トム・ペティ初のソロ・アルバムです。学生時代、6畳の下宿で寝っ転がって良く聴いたものです。とばかり思っていましたが、このアルバム発表時にはすでに結婚もして子どももいました。どうして勘違いをしたのでしょう。学生に似合うアルバムだからでしょうか。

 トム・ペティはハートブレイカーズのツアーの後、ソロ・アルバム制作を決意して元エレクトリック・ライト・オーケストラのジェフ・リンの自宅に打ち合わせに出かけました。そこに、ロイ・オービソンとジョージ・ハリソンが訪れます。

 その結果、誕生したのがトラヴェリング・ウィルビリーズで、そこにはボブ・ディランも加わるという夢のようなバンドでした。彼らはアルバム制作にかかることになり、あっという間に「ヴォリューム・ワン」が完成しました。

 このアルバムは、トラヴェリング・ウィルビリーズの前後に制作されたものです。プロデュースに当たったのはジェフ・リンとハートブレイカーズのギタリスト、マイク・キャンベルです。ジョージ・ハリソンとロイ・オービソンも一部に参加しています。

 バンドの中心人物がソロ・アルバムを発表するということから来るバンド内の緊張というものはほとんど感じられません。バンド・メンバーもほとんどが参加していますし、トラヴェリング・ウィルビリーズのスピン・アウトのような成り立ちでもあるからでしょう。

 ハートブレイカーズとは少し違う方向でリラックスしているように感じます。ジェフ・リンがプロデュースしているだけあって、よりポップなビートルズ的な味付けが加わっています。CDの中ほどでLPをひっくり返す時間をとるとアナウンスしているところなどもご愛嬌です。

 アルバムからは4曲ものシングル・カットがされています。一番売れたのは、冒頭の「フリー・フォーリン」です。リンゴ・スターがドラムを叩いているミュージック・ビデオが有名な「アイ・ウォイント・バック・ダウン」もトップ10に迫る勢いでした。

 アルバム自体も米国では3位、英国でも8位と大ヒットしました。トム・ペティの最高傑作は何かという問いに対して、この作品だと答える人が多いです。音楽評論家による評価も高いですし、80年代を代表するアルバムの一枚にも数えられます。

 かなり人気の高いアルバムですし、トム・ペティ自身もアメリカでの評価は極めて高いです。しかし、日本の方のブログなどを見ていますと、日本での評価が低いということがトム・ペティを紹介する枕詞のようになっています。

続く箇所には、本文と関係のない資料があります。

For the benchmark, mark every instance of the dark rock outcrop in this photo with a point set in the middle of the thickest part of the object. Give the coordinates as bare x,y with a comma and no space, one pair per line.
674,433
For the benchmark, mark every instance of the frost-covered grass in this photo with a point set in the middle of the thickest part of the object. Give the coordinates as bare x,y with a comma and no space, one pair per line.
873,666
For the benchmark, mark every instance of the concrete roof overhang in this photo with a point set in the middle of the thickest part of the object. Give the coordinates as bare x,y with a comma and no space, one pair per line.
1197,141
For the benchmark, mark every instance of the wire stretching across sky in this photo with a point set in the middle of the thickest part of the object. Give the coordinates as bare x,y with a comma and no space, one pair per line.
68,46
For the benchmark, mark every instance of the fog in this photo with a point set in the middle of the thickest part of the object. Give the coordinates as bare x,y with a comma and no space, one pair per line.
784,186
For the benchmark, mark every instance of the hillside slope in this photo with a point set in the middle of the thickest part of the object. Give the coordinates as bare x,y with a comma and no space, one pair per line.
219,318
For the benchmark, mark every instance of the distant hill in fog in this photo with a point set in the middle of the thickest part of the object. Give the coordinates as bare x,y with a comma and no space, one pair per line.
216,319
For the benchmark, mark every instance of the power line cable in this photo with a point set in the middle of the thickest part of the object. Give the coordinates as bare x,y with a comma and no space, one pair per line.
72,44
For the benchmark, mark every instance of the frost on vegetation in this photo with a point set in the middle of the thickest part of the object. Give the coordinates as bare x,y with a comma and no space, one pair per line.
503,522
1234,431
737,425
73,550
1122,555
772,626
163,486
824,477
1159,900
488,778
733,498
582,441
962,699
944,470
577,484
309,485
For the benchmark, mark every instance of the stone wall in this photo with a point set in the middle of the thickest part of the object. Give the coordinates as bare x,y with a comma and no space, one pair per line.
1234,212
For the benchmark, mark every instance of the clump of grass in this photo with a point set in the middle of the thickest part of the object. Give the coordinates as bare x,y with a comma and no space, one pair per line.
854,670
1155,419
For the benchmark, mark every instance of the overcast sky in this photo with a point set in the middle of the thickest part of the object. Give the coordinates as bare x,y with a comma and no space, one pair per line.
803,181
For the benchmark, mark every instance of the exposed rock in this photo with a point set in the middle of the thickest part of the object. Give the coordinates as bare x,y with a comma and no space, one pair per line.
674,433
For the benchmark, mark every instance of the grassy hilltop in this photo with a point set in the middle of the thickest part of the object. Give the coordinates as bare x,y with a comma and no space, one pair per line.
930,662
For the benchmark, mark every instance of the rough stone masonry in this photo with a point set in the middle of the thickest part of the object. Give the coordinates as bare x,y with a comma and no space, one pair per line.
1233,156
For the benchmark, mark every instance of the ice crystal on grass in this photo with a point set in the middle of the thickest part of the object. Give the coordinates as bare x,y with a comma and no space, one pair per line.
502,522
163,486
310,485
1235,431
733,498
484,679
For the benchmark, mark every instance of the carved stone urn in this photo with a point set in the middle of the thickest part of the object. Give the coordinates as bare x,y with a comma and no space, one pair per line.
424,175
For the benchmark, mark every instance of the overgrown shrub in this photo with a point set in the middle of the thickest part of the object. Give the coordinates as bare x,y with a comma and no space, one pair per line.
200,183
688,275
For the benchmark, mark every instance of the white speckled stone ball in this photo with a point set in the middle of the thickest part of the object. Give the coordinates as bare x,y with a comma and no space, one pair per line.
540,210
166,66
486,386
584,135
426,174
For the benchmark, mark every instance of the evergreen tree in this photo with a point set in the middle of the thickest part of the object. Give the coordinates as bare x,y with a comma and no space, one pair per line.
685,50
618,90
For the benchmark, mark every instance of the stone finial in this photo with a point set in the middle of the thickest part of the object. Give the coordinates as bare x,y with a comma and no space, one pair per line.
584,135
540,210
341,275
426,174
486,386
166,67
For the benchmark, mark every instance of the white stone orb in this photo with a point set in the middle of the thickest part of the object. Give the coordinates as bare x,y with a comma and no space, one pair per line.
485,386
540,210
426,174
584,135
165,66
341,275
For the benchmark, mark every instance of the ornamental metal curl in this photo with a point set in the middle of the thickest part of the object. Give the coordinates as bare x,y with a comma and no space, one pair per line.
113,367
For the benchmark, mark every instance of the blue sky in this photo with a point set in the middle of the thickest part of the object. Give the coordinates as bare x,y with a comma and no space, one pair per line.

 ただ、スーパースター扱いではありませんが、日本でも結構な人気があったと思うのですがどうでしょう。ボブ・ディランとの絡みもありましたし、ベーシックなアメリカン・ロックを演奏するバンドとして渋いながらも光っていました。

 アルバムに収められた楽曲は粒ぞろいですし、シンプルながら手馴れたアレンジが行き届いています。ベースはロックですが、コンパクトにまとめられたシンガーソングライター的なアルバムなので、学生さんが下宿で聴くのが一番しっくりきます。そんな名作です。